Notre industrie est en miette. Demain ce sera notre agriculture et donc notre autosuffisance alimentaire.

Nous l’avons déjà dit sur ce blog, la France connait une forte raréfaction de ses terres agricoles, de plus en plus de constructions se font au dépend des terres arables. Et si on en croit Hollande il va falloir augmenter la dose.

Sauf que les chiffres sont alarmants: notre pays perd tous les 4 ans l’équivalent des surfaces cultivées d’un département. Depuis 2006, 78 000 hectares de terres agricoles sont consommés chaque année par l’urbanisation. Les zones périurbaines accueillent près d’un quart de la population (24 %) et couvrent près de 21 millions d’ha. Entre 1999 et 2008, la population y a progressée de 39 %. Parallèlement, la densité de la population a diminuée de 2 %.

Et on apprend, selon une étude d’Agreste Primeur (publication du ministère de l’agriculture), que les vergers français ont perdu près d’un cinquième de leur surface totale en dix ans, un tiers des exploitations fruitières disparaissant. Les noyers, avec les kiwis, ont toutefois été épargnés, devenant le deuxième verger de l’Hexagone après les pommiers.

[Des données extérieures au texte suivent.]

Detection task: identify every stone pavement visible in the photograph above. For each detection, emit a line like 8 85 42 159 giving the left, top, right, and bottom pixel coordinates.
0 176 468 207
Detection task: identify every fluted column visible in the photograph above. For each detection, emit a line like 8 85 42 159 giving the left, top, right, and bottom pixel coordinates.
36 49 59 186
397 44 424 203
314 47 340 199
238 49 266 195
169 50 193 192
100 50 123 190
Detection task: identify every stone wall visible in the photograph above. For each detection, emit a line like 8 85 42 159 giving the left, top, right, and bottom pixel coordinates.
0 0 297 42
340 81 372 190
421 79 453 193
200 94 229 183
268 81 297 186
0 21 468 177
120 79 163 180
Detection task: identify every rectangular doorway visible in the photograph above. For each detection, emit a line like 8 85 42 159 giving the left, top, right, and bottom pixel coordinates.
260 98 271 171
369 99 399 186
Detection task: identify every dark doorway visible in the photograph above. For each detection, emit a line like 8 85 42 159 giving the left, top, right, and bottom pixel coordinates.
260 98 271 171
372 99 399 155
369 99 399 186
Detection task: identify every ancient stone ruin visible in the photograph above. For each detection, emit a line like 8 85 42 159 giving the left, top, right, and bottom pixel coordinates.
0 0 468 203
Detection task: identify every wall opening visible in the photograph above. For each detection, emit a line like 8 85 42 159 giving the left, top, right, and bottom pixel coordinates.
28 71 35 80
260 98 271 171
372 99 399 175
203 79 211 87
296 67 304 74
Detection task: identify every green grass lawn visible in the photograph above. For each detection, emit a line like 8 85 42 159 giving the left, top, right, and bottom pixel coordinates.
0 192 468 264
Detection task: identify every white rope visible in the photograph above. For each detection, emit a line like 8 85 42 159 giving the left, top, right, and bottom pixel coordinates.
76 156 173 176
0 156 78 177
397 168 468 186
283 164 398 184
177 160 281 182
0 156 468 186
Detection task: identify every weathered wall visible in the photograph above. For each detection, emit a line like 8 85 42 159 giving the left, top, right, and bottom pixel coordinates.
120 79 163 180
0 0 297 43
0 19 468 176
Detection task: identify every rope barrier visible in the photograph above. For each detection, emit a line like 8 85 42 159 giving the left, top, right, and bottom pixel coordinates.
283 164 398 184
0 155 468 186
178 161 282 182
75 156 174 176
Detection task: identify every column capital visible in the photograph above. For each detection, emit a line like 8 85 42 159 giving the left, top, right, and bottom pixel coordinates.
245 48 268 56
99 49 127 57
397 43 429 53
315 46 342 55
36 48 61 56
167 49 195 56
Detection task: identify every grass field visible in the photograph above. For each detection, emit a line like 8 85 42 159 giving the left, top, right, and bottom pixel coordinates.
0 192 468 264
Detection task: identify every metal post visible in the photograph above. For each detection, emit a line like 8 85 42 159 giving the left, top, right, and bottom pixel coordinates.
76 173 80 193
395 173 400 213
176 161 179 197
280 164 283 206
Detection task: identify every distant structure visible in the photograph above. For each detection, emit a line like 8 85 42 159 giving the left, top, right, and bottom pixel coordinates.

Quasiment tous les types de vergers ont vu leur superficie se réduire entre 2000 et 2010, avec pour résultat une baisse de 17 % de la superficie totale des terroirs plantés d’arbres fruitiers (134 000 hectares en 2010). Les pêches et les poires sont les plus touchées. Leurs vergers ont fondu respectivement de 40 % et 45 % en dix ans. En Rhône-Alpes, la surface des terres plantées en pêchers a diminué de près des deux tiers. Les pommiers, qui constituent le premier verger de France en termes de superficie, ont vu leur superficie se réduire de 20 % en dix ans.

 

Mais rassurez-vous, la France des ronds-points, des bagnoles, des grands surfaces, et des immeubles où s’entasseront les nouvelles pépites de la Nation, sera cool et sympa…. c’est Hollande qui vous le dit, il s’en porte garant.